Reviewed by Celeste Johnson
This book is a resource for K-12 teachers wanting to learn more about creating and using classroom-based assessment, specifically performance assessment tasks. The book gives and overview of four basic forms of classroom-based assessments (selected response, essay, performance, and personal communications assessments) and then focuses in on performance assessments. "Because performance tasks are aligned to the curriculum, they are accurate and meaningful indicators of who knows what, and who can do what." The authors provide practical examples and ideas for performance assessment before, during, and at the end of teaching units. They address not just measuring what students have learned, but how they learn it, with chapters on what they call the "Info In" part of the learning process. Then they follow up with several chapters on performance assessments for what they call the "Info Out" part of the learning process. Excellent, detailed examples of performance assessments are provided, including students using visual representations, written words, oral presentations, and large-scale projects to demonstrate their learning. The last chapter is particularly useful in that it discusses the pros and cons of these types of assessments and some of the benefits and dilemmas teachers might face as they try to implement these assessment practices.

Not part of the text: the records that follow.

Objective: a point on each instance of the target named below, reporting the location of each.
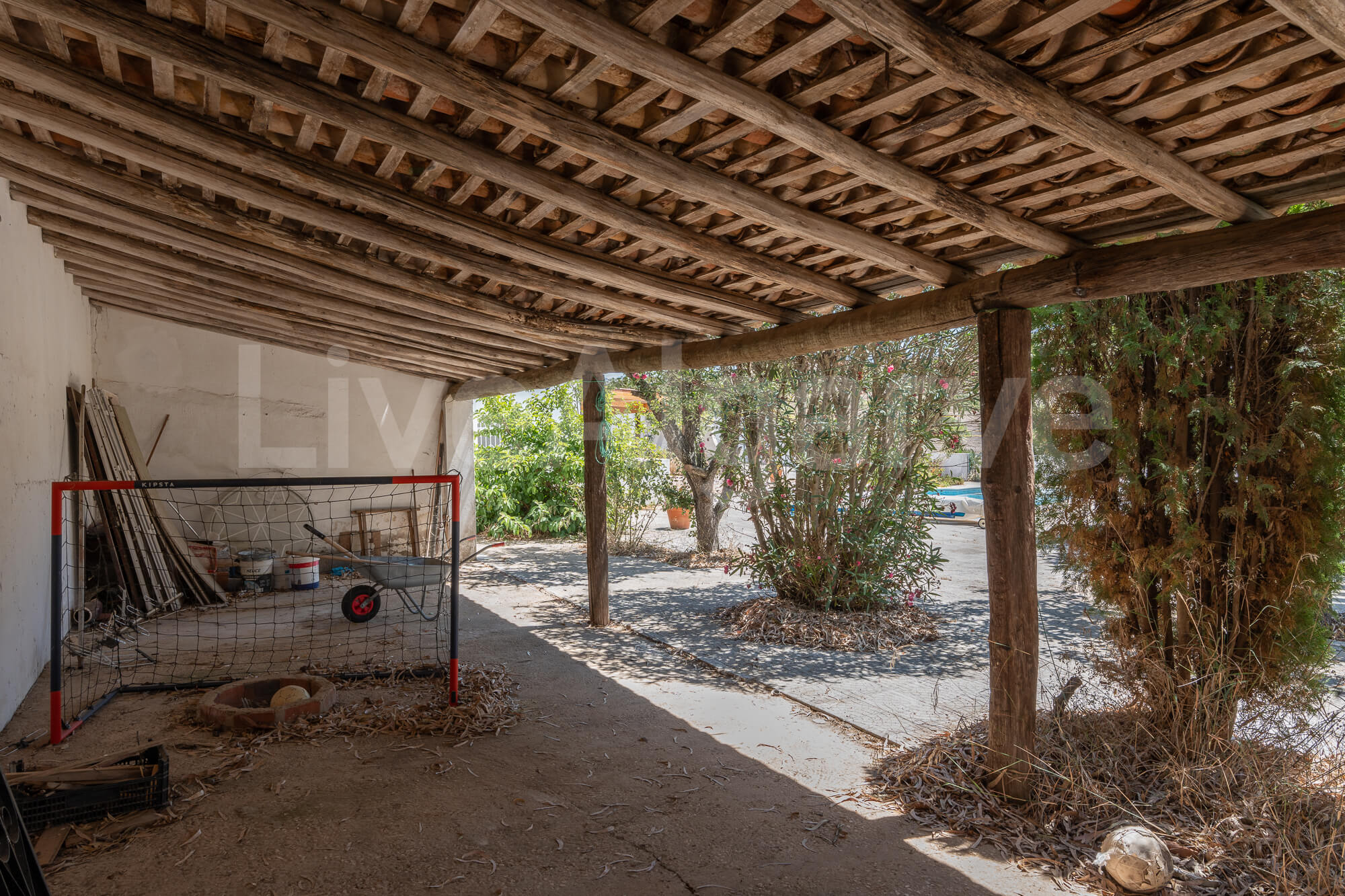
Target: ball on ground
(1136, 858)
(289, 694)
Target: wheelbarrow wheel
(361, 603)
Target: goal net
(174, 584)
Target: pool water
(961, 491)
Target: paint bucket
(303, 572)
(255, 563)
(255, 567)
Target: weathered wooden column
(1007, 481)
(595, 498)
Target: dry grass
(403, 705)
(1335, 623)
(774, 620)
(1246, 818)
(687, 559)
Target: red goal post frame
(60, 490)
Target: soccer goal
(193, 583)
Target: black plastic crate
(92, 802)
(20, 870)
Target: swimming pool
(961, 502)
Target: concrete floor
(586, 797)
(900, 696)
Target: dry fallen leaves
(775, 620)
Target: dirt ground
(634, 771)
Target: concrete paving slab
(899, 696)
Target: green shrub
(533, 482)
(637, 481)
(1206, 512)
(837, 469)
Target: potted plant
(679, 499)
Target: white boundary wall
(45, 346)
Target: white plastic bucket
(303, 573)
(255, 564)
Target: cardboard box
(215, 553)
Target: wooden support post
(1007, 479)
(595, 499)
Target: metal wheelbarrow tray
(400, 575)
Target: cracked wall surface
(235, 408)
(45, 346)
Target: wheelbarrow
(403, 576)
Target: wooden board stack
(153, 560)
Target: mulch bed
(407, 706)
(687, 559)
(1252, 818)
(773, 620)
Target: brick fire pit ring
(247, 704)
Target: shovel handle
(337, 545)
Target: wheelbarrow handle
(337, 545)
(498, 544)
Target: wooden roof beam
(968, 65)
(1305, 241)
(243, 72)
(233, 322)
(220, 249)
(406, 132)
(216, 143)
(201, 225)
(92, 271)
(1323, 19)
(428, 67)
(633, 50)
(134, 255)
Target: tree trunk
(595, 501)
(1011, 546)
(707, 516)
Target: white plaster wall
(237, 408)
(45, 346)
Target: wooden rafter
(416, 63)
(322, 103)
(1265, 248)
(1324, 19)
(328, 181)
(531, 190)
(584, 28)
(968, 65)
(65, 185)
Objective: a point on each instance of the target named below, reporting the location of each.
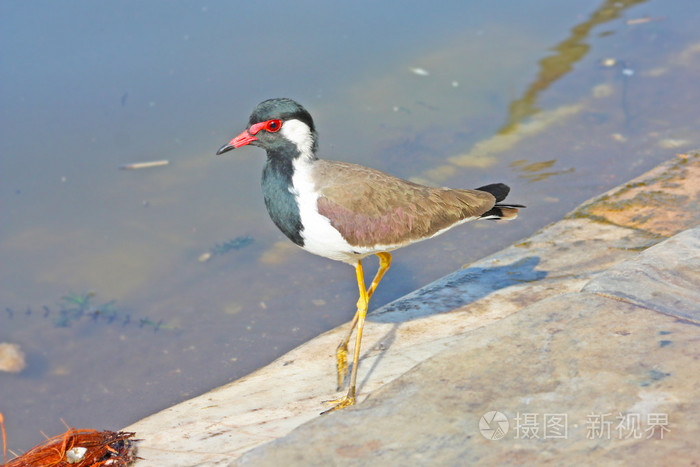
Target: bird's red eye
(273, 125)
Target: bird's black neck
(280, 201)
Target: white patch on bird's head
(301, 135)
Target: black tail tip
(498, 190)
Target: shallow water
(101, 282)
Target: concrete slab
(580, 379)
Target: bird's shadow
(452, 291)
(458, 289)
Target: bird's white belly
(320, 237)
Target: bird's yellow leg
(362, 304)
(341, 352)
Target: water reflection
(568, 52)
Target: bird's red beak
(241, 140)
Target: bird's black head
(279, 126)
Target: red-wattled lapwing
(345, 211)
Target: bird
(347, 212)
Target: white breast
(320, 237)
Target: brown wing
(369, 207)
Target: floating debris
(204, 257)
(81, 448)
(634, 21)
(73, 307)
(144, 165)
(12, 358)
(231, 245)
(420, 71)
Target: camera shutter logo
(493, 425)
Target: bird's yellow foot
(341, 361)
(341, 403)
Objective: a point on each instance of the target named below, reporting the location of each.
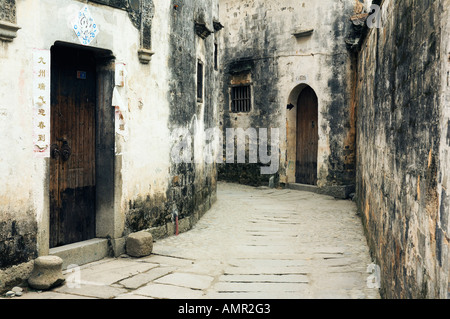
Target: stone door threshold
(82, 253)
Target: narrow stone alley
(255, 243)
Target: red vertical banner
(41, 103)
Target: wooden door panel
(307, 137)
(72, 179)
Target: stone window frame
(249, 97)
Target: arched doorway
(307, 137)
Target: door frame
(298, 134)
(107, 172)
(291, 134)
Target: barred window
(241, 99)
(199, 81)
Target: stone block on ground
(47, 273)
(139, 244)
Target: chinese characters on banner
(41, 103)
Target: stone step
(82, 253)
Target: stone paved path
(255, 243)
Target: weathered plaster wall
(259, 34)
(402, 127)
(158, 97)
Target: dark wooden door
(72, 163)
(307, 137)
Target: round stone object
(47, 273)
(139, 244)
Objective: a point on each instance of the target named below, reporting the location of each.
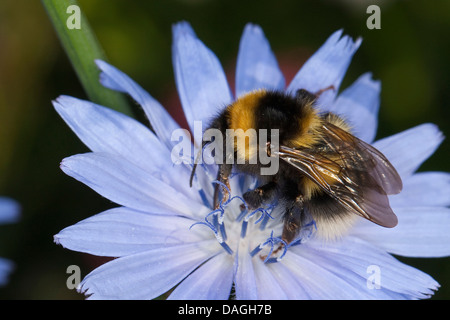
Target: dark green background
(410, 55)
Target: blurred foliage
(409, 54)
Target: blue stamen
(244, 229)
(270, 260)
(223, 231)
(242, 215)
(226, 247)
(256, 250)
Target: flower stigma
(235, 225)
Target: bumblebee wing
(357, 151)
(350, 171)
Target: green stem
(82, 47)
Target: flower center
(238, 228)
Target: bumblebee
(325, 172)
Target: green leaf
(82, 48)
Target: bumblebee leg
(292, 220)
(222, 176)
(255, 198)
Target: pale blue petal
(326, 67)
(148, 274)
(407, 150)
(211, 281)
(245, 277)
(288, 282)
(312, 275)
(120, 181)
(424, 189)
(9, 210)
(161, 121)
(355, 261)
(6, 267)
(200, 79)
(266, 284)
(421, 232)
(104, 130)
(359, 105)
(257, 67)
(122, 231)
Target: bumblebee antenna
(199, 154)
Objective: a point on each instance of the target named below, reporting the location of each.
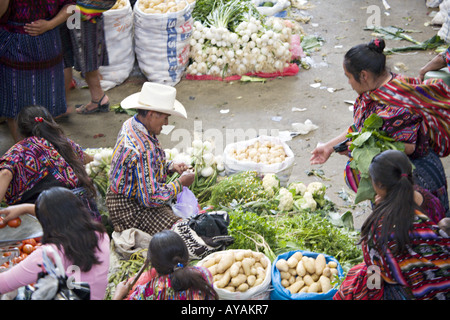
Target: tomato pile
(14, 223)
(25, 247)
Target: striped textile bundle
(91, 9)
(430, 99)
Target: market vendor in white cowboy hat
(139, 195)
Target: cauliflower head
(298, 187)
(286, 200)
(271, 184)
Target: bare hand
(17, 210)
(187, 179)
(122, 289)
(180, 167)
(37, 27)
(320, 154)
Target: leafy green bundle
(366, 144)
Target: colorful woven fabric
(139, 168)
(160, 288)
(430, 99)
(424, 268)
(126, 213)
(30, 161)
(20, 12)
(423, 271)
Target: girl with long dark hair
(44, 158)
(415, 113)
(67, 227)
(404, 250)
(171, 278)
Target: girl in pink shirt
(68, 227)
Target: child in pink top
(64, 221)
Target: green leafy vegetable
(365, 146)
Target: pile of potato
(266, 152)
(161, 6)
(119, 5)
(237, 270)
(300, 273)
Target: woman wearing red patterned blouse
(44, 158)
(413, 112)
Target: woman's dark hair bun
(377, 45)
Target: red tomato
(16, 260)
(14, 223)
(2, 224)
(30, 241)
(27, 248)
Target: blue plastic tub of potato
(281, 293)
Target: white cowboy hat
(155, 97)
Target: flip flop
(100, 107)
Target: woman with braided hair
(44, 158)
(170, 277)
(406, 254)
(413, 112)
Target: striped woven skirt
(127, 213)
(31, 72)
(85, 47)
(429, 174)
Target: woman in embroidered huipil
(406, 255)
(31, 60)
(413, 112)
(44, 158)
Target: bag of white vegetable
(265, 154)
(161, 33)
(304, 275)
(277, 6)
(239, 274)
(118, 26)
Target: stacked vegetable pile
(260, 152)
(237, 270)
(25, 248)
(99, 168)
(206, 165)
(162, 6)
(232, 38)
(301, 273)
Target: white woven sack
(259, 292)
(283, 170)
(162, 43)
(118, 26)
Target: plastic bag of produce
(118, 25)
(254, 284)
(186, 205)
(257, 158)
(276, 7)
(281, 292)
(162, 43)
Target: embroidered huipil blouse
(31, 160)
(139, 168)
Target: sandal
(81, 109)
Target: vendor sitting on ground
(138, 196)
(44, 158)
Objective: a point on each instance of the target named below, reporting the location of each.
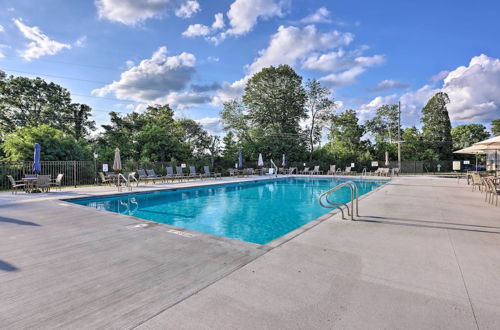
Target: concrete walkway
(425, 253)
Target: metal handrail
(337, 205)
(275, 168)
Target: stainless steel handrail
(337, 205)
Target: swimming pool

The authors believe that teachers should embrace an integrated approach to curriculum and assessment that makes sense and works for them personally in the classroom. All teachers, regardless of the grade level they teach, teach content and skills and both things should be assessed. They say "Curriculum (content and skills) and assessment, like the two faces of a coin, are inseparably fused and directly related to each other." They believe these two coin faces can be fused together with cumulative projects, through which students demonstrate their understanding of content and apply the skills taught in the unit. "When kids use a process to reveal their understanding of content knowledge, they learn more deeply." "To improve studentsí understanding of what we expect them to do, how well they should be able to do it, and how they should go about accomplishing it -- is what this book on classroom-based performance assessment has been about."